Using Dictys in mosaic data

Question

Using Dictys in mosaic data

ccruizm opened this issue 2 years ago · 10 comments

Good day!

First of all congrats on the paper! looking forward to try it on our dataset.

We have a dataset where we have integrated paired (truly multiome data) and unpaired (scRNA and scATAC individually). Have you ever used Dictys in this context?

Thanks in advance.

Answer 1 · 2023-08-04T20:53:26.000Z

Thank you, ccruizm!

We have not tested Dictys specifically in this context.
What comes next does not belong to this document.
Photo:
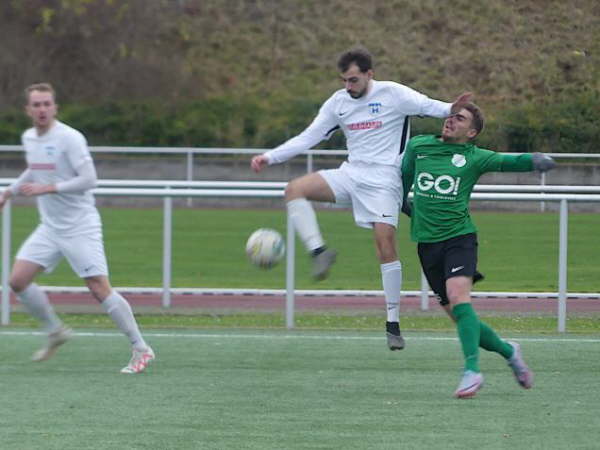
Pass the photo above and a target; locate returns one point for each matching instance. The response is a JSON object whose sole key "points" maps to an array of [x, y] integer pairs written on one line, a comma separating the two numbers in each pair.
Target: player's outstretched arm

However, in the paper we appied it on integrated data from unpaired scRNA-seq and scATAC-seq. Dictys is also able to account for batch effects on the transcriptome, such as from different technologies.

So my first question: is the unpaired data much larger than the paired one, or the other way round? If so, a simple solution is to omit the other dataset for Dictys. Otherwise, we can talk about how to account for batch effects.

Lingfei

Answer 2 · 2023-08-07T06:43:47.000Z

Thanks for your quick response @lingfeiwang!

In total, I have ~450K cells, of which ~340K have only RNA, ~68K are only ATAC, and ~55K are multiome (RNA+ATAC). If possible I would like to use the whole datatset. I have employed scGLUE to integrate my dataset as explained here (https://scglue.readthedocs.io/en/latest/paired.html). I have the cell embeddings after integration, so I have already corrected for batch effects :)

Do you think I can input my integrated object into Dictys? or is anything else I need beforehand?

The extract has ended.